If we as academics want to make a real change, we need to forge links with colleagues outside of our own disciplines and across borders.
That’s why I will be in Ghana in just under two weeks’ time – to meet academics from the African Research Universities Alliance (ARUA) to discuss future research partnerships.
The UK Government is making money available through its Global Challenges Research Fund to build joint research projects between members of ARUA and UK universities.
The Global Challenges Research Fund is part of the UK’s development assistance budget with the aim of equipping top researchers from around the world with the necessary funding to make significant progress tackling global problems.
The University of Leeds, where I am the Dean of Interdisciplinary Research, has a long and successful record of building research partnerships with colleagues in Africa. Currently, we have one team working on ways to improve the forecasting of extreme weather events – difficult to do but of vital importance to reduce the lethal impact of severe storms and droughts.
Another project is looking at ways to reduce alarmingly high maternal death rates in parts of East Africa. And I am involved in a collaboration investigating how to promote reconciliation in societies ravaged by conflict.
Solutions to these issues will be found not by a single academic working in isolation but through the coming together of minds, across continents, in a partnership of equals.
The University of Leeds is involved in more than 70 projects financed through the Global Challenges Research Fund.
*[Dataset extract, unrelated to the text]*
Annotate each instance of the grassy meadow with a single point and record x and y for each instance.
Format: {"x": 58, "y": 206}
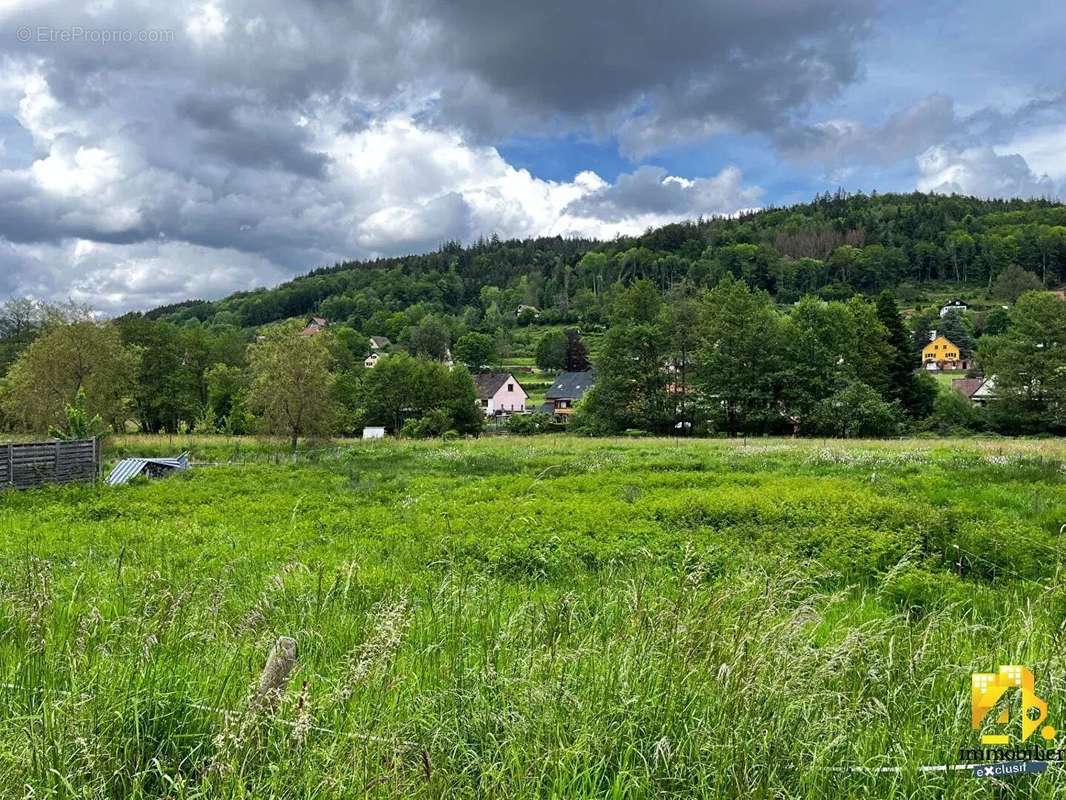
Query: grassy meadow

We have developed expertise in building these partnerships.
My university, along with the other British universities travelling to Ghana, is keen to look at developing more of these partnerships around the themes of ARUA’s centres of excellence.
It is where we can align and build on our respective research strengths. And if both sides think a collaboration is possible, we can make a joint application to the Global Challenges Research Fund to finance the research.
At the meeting in Ghana, I and my colleagues want to hear about your research, and your expertise. There will be sessions where people from ARUA and N8 universities will be able to pitch ideas.
Over the next couple of days, the University of Leeds will be sharing research stories with the ARUA community to show the type of work we have successfully partnered on. They will appear on the ARUA website.
Hopefully, the meeting in Ghana will be the start of a strong bond between the best of African and British research universities.
And I’ll be around to hear your ideas and answer any questions you might have about what we can offer here at Leeds.